Everyone, be it the new media provider (Google, Facebook, Twitter, Amazon) , private marketing firms and even the government is always on the prowl for new data about what someone is doing on the internet. The new media providers choose to say that this will help the personalize the website that the client visits and provides them with a more enjoyable experience. The marketing firms want to put you on listserv’s for various companies so you get mindless emails about things that you would never need, and the government wants to collect data in order to “monitor” what the citizen is doing online.
I think the worst experience I’ve had was when I was buying a bike from Amazon, I wanted to take a couple days to think over about it and left the bike in my amazon cart. The next time I was browsing the web, I was watching videos on YouTube and low and behold, the picture and price of the bike I was eager to buy was right there next to the video.
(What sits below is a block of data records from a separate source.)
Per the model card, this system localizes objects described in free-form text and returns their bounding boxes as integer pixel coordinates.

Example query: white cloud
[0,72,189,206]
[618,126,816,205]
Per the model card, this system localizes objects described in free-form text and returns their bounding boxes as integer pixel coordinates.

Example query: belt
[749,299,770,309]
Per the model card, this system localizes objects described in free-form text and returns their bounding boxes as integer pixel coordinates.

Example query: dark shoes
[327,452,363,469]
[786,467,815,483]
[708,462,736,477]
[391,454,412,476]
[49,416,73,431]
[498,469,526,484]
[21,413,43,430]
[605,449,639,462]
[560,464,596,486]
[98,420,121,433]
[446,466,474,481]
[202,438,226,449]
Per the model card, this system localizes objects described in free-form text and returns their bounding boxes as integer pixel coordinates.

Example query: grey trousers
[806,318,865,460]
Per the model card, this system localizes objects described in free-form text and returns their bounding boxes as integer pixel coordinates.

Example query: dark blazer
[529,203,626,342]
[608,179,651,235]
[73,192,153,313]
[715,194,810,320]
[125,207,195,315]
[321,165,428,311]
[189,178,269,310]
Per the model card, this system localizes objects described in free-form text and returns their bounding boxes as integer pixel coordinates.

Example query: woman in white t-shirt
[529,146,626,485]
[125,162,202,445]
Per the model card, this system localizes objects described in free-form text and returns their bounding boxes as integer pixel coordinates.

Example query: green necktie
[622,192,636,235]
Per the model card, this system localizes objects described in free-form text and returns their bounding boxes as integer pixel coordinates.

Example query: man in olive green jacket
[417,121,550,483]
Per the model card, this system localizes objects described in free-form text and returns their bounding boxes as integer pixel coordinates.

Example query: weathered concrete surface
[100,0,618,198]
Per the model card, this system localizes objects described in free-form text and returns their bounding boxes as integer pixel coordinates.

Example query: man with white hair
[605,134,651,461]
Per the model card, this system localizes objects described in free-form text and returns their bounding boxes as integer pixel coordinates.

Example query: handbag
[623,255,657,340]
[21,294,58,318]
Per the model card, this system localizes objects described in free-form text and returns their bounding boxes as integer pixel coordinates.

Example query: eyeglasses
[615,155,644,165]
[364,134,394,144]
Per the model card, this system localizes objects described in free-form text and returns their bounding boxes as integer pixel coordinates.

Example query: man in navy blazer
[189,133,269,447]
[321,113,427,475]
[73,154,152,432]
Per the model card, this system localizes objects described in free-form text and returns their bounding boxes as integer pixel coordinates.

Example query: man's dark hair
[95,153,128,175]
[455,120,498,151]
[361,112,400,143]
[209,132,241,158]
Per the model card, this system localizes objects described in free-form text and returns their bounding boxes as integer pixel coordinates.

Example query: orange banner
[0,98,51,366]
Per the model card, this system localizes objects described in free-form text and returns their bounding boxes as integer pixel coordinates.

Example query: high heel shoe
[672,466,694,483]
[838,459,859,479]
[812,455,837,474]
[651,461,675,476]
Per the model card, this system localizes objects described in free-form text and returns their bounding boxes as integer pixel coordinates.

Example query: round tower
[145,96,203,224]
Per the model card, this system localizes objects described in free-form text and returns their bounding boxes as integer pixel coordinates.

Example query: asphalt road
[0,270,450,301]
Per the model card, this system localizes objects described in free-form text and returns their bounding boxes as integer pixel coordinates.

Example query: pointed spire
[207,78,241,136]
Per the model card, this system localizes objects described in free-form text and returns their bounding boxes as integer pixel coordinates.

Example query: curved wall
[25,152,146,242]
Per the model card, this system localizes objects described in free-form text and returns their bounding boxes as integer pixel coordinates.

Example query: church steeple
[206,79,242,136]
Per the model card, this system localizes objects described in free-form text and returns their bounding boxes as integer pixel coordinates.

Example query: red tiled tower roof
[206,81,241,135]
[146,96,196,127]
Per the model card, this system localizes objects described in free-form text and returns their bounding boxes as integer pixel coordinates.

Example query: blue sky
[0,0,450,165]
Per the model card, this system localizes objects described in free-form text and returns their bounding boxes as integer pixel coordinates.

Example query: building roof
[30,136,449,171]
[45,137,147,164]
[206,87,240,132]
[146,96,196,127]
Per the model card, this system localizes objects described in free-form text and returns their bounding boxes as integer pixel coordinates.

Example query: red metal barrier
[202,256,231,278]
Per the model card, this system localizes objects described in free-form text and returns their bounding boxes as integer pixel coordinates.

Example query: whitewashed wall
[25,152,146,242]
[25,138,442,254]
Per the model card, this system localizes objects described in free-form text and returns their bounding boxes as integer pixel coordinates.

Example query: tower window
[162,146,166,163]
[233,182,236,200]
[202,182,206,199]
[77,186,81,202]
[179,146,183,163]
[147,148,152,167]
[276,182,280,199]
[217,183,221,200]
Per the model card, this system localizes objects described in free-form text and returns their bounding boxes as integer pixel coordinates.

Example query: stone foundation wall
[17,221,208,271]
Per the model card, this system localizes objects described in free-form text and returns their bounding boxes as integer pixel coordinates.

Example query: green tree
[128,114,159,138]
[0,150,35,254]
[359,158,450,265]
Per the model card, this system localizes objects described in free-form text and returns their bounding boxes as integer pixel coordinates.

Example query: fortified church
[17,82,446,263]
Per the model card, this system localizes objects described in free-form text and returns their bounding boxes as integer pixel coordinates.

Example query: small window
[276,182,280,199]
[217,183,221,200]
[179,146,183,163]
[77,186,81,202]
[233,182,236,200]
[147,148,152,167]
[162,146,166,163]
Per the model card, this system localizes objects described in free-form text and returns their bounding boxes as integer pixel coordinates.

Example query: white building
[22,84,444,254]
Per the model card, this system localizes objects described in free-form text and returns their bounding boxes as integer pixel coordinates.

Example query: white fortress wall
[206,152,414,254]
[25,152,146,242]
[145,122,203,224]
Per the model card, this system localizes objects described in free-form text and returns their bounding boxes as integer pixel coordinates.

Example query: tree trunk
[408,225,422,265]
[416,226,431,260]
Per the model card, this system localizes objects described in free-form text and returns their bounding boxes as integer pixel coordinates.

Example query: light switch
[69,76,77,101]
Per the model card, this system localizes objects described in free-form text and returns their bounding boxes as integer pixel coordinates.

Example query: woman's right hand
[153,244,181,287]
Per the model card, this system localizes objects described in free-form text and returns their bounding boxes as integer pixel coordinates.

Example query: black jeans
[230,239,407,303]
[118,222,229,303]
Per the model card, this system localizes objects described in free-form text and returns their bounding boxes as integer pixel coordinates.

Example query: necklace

The same thing happen while I was on Facebook, the ad for the bike came up on the side of the page. How does a bike, that I have not even purchased yet come up on 4 different sites that are completely unrelated? It is rather scary to think that if a simple buying decision was so quickly transmitted across websites, what would be happening to our personal information which we put up (be it for online banking or even your bio on Facebook).
I think it is up to the user now to be extremely cautious as we use different forms of new media. We have to take extra precautions and not include any of our personal information, because once it is on the web, it is there to stay forever. Most of the time it is harmless, but sometimes it can unfortunately result in things that are not so pleasant.